As a non-limiting example, determining that the requestor is
authorized to access the at least an encrypted data record further
comprises matching the unique key to the digital signature
associated with the requestor; and determining, as a function of
the matching, that the requestor is authorized to access the at
least an encrypted data record, for instance as described above in
reference to FIGS. 1-5.
[0092] At step 625, and with continued reference to FIG. 6, at
least a computing device decrypts the at least an encrypted data
record based on the determination that the requestor is authorized
to access the data record; this may be implemented, without
limitation, as described above in reference to FIGS. 1-5.
[0093] At step 630, and still referring to FIG. 6, at least a
computing device calculates a talent and risk calculation score,
which may be implemented as described above in reference to FIGS.
1-5; talent and risk calculation score is a score as defined above
that assesses talent and/or risk regarding a subject person.
Calculating talent and risk calculation score may include without
limitation determining, as a function of the decrypted data record,
a plurality of numerical scores representing attributes of a
subject person, who may be the requestor and/or a person about whom
the requestor is requesting information; this may be implemented,
without limitation, as described above in reference to FIGS. 1-5.
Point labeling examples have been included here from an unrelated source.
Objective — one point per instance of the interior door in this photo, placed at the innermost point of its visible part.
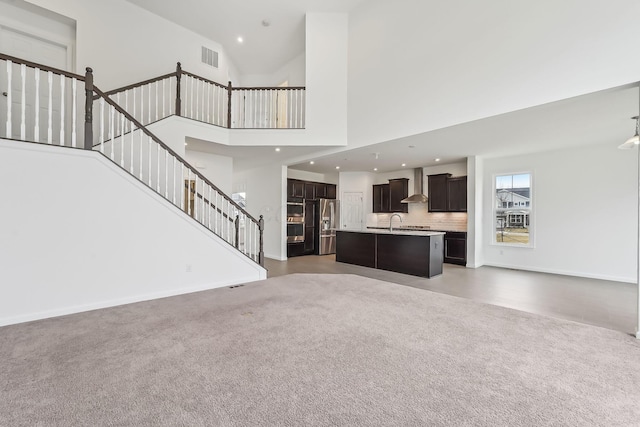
(352, 211)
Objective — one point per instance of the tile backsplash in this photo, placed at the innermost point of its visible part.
(419, 215)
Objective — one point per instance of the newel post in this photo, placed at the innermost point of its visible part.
(237, 224)
(178, 100)
(229, 89)
(88, 109)
(261, 253)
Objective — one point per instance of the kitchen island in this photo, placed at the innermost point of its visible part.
(419, 253)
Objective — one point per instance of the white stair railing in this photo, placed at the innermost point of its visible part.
(45, 105)
(197, 98)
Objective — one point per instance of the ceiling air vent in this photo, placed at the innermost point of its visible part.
(209, 57)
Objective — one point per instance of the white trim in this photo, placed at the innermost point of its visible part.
(116, 302)
(530, 210)
(563, 272)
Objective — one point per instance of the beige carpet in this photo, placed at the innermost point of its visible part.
(320, 350)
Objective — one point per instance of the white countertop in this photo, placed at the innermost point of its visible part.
(399, 232)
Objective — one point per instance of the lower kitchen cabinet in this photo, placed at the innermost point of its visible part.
(295, 249)
(455, 247)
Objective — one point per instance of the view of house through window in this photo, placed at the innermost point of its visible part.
(513, 209)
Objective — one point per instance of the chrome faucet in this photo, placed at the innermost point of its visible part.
(391, 221)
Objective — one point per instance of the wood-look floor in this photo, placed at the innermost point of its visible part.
(602, 303)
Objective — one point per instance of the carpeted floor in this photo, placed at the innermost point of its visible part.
(320, 350)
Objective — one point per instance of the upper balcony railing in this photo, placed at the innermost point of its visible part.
(52, 106)
(197, 98)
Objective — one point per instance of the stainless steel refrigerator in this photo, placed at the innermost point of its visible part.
(328, 218)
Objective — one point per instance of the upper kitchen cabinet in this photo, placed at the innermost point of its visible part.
(321, 190)
(309, 190)
(381, 198)
(387, 197)
(438, 192)
(295, 189)
(332, 191)
(447, 194)
(457, 194)
(398, 190)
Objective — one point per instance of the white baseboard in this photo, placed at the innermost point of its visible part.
(63, 311)
(564, 272)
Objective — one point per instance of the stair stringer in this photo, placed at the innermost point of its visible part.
(79, 233)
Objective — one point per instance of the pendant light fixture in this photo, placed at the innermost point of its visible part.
(634, 140)
(630, 143)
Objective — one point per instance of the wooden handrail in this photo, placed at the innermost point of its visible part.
(167, 148)
(195, 76)
(142, 83)
(271, 88)
(206, 201)
(41, 67)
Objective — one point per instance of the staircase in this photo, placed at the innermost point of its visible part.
(54, 107)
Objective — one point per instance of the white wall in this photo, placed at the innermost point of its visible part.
(266, 195)
(29, 19)
(584, 212)
(79, 233)
(326, 72)
(330, 178)
(218, 169)
(125, 44)
(358, 182)
(292, 72)
(411, 70)
(475, 210)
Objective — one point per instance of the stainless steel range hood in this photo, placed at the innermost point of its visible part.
(418, 196)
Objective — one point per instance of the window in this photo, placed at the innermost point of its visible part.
(512, 213)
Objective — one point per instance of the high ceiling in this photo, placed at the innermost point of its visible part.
(264, 48)
(595, 118)
(584, 120)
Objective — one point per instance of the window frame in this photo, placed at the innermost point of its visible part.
(530, 209)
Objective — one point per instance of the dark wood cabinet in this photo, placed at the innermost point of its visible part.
(457, 194)
(356, 248)
(297, 190)
(309, 227)
(380, 198)
(455, 247)
(417, 255)
(332, 192)
(309, 190)
(387, 197)
(447, 194)
(438, 192)
(295, 249)
(321, 191)
(398, 190)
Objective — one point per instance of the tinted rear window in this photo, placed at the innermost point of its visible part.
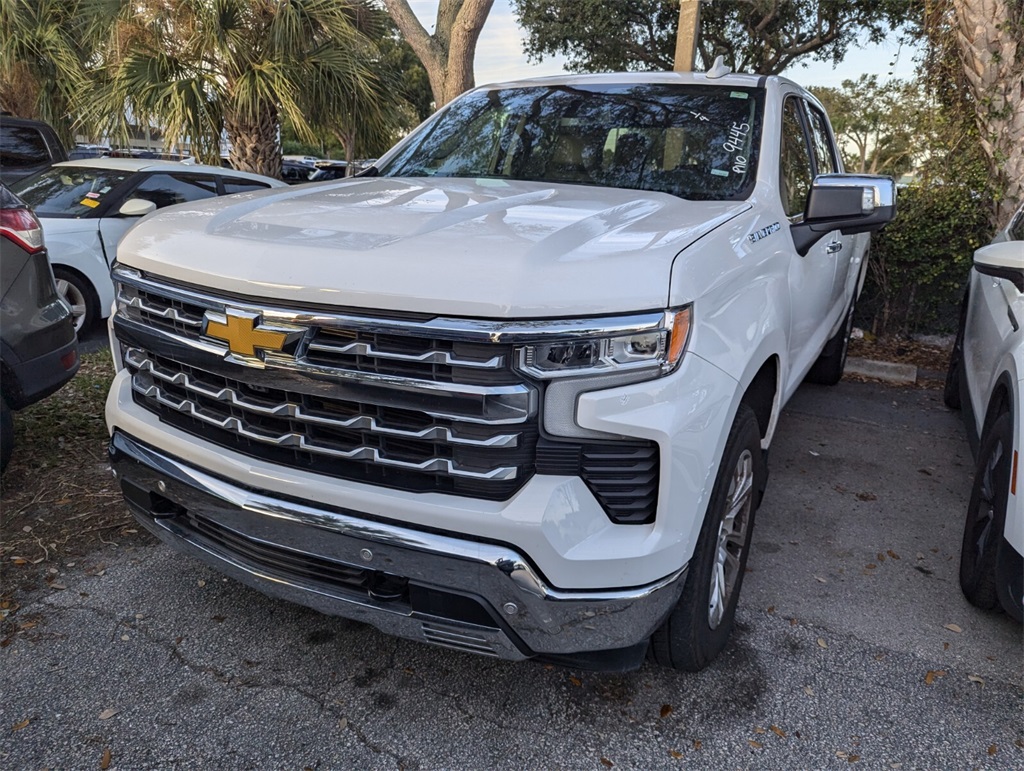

Determining the plurality of numerical scores may include
determining the plurality of numerical scores from entries provided
by requestor and/or subject person; such entries may be included in
decrypted data record, for instance as described above in reference
to FIGS. 1-5. Alternatively or additionally, determining the
plurality of numerical scores may include transmitting, to at least
a third-party validator device of stored requestor information, a
validation request, receiving, from the at least a third-party
validator device, a validation record including a third-party
digital signature validating the at least an encrypted data record,
and determining the plurality of scores from the validation record;
this may be implemented, without limitation, as described above in
reference to FIGS. 1-5. At least a computing device may
authenticate third-party digital signature. At least a computing
device may validate the at least an encrypted data record as a
function of the validation record. Authenticating the third-party
digital signature may include comparing the third-party digital
signature to a third-party biometric identifier. Calculating talent
and risk calculation score may include multiplying each numerical
score of the plurality of numerical scores by an attribute weight
associated with the respective attribute of the numerical score;
this may be implemented, without limitation, as described above in
reference to FIGS. 1-5. Calculating talent and risk calculation
score may include calculating the talent and risk score using the
attributes multiplied by the attribute weights; this may be
implemented, without limitation, as described above in reference to
FIGS. 1-5, for instance by summing weighted attributes.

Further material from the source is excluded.